I remember when I was back in my coma, I heard bits and pieces of what people were saying to me. I remember Vivian saying she had a crush on me. It made my heart soar, but I quickly berated myself for it. My heart should have stopped in trepidation, not soar in happiness. I had to forcefully shove my feelings aside to take care of my job. My head had to be the one I follow not my heart. I was ripped from my thoughts by a knock on the door. I yelled at whoever it was to come in.

" Hey, I just wanted to know if you needed anything." Vivian asked as she sat on the end of my bed. My heart fluttered, but I chose to ignore it. As I said before, the two of us will never happen. I sighed in sadness at the thought.

" No I'm fine. Thanks anyway." I replied. Part of me wanted her to leave me alone. That part was my logical side. A bigger part of me needed her to be with me. That was my heart. They say the heart wants what the heart wants, but what my heart wants, is someone that my head doesn't. I wish my head and my heart were in sync.

" Well you tell me if you do alright?

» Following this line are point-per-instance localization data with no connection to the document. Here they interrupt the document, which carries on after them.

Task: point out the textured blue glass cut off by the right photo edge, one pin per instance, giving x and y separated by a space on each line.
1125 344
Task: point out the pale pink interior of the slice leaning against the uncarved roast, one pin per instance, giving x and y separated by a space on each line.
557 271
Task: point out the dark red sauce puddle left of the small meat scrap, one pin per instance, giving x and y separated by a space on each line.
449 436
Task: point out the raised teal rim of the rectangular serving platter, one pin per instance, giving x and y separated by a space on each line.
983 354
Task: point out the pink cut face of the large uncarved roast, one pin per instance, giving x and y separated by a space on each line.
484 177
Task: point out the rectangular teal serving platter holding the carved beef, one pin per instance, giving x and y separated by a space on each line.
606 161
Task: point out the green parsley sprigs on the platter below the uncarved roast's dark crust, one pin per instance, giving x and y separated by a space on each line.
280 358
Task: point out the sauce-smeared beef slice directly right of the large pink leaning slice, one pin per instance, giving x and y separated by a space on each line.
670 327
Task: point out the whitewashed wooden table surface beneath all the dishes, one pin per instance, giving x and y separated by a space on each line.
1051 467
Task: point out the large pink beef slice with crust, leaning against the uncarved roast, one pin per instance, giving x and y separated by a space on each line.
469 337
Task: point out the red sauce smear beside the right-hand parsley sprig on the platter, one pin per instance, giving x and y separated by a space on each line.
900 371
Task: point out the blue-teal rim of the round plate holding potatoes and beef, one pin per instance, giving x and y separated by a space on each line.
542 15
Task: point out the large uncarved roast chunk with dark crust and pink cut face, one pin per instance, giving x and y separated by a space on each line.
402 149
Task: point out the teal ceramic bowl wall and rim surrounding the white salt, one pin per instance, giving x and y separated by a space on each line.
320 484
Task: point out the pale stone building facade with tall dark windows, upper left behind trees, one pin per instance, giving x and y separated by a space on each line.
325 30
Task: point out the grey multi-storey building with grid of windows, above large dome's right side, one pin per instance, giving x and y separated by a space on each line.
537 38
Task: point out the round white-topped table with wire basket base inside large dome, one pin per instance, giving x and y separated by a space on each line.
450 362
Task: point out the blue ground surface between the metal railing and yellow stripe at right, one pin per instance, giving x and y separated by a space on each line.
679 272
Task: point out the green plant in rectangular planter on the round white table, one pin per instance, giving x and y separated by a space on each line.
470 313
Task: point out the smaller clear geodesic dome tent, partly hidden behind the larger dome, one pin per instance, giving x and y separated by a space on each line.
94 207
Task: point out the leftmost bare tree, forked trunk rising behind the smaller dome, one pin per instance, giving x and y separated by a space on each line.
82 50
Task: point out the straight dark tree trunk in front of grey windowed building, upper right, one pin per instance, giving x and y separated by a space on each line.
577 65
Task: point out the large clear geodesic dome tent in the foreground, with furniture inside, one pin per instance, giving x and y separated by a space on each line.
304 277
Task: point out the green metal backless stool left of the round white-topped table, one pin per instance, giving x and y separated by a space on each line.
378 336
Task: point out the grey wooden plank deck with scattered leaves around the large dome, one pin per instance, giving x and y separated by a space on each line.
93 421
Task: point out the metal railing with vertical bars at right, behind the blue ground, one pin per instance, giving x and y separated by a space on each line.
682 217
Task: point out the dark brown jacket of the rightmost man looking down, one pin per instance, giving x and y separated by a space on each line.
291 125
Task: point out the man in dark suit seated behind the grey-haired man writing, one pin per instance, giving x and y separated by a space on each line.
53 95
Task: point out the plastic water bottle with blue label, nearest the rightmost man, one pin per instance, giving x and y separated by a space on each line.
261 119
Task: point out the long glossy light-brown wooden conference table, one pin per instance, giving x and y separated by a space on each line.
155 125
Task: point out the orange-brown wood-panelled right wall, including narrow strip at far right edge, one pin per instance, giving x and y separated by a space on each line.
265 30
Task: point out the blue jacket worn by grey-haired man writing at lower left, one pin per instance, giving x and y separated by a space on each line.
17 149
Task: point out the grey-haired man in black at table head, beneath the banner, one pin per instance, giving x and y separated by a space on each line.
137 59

I'm right across the hall." she said. She hesitantly rose from the bed. I knew she didn't want to go, I didn't want her to either, but I had to let her go. She made it to the door, when I couldn't take it anymore.

" Vivian wait," she turned around to face me " uh could you make it a bit cooler in here? It's a little warm." I mentally face palmed. I almost asked her to to stay, and I couldn't allow that. She nodded and turned the air on. She had a small look of disappointment on her face. My heart broke at the thought of me doing that to her. I had to snap myself out of my stupor.

Vivian's P.O.V

I blew the hair out of my face. I was disappointed. I wanted to stay, but I didn't want to intrude. How could anyone stay somewhere they're not welcomed. Since Becca's accident, I admit I have been a bit protective, but with her nearly dying, it made me realize I had a crush on her. I wasn't in love, but I could see myself loving her. I violently shook my head at the thought. She's your bodyguard. You only have a crush on her, and the thing about crushes, is that they pass. I thought. I picked up my phone, and dialed Ashley's number. I didn't give her time to answer before I started to rant.

" I have a crush on my bodyguard. I am not supposed to have a crush on my bodyguard. HELP ME!" I nearly screamed the last part. There was a pause as she absorbed the information I have given her.

" Well, she is pretty hot. She might be your bodyguard, but you should try to befriend her first, then see where it goes from there. If what you say is right, then a crush will eventually pass. You two might not get together, but at least you gained a new friend." Ashley said. She was right, either we get together or we don't, but in the end of it all, I'll have a new friend.

" Thanks Ashley. I got to go." I said. She replied, then we hung up. Why did I have to like Becca? My heart wants her, but my head doesn't. Why did this have to be so complicated? I threw myself onto my bed, and closed my eyes. I didn't fall asleep, but I started to daydream. I started to daydream about someone in particular.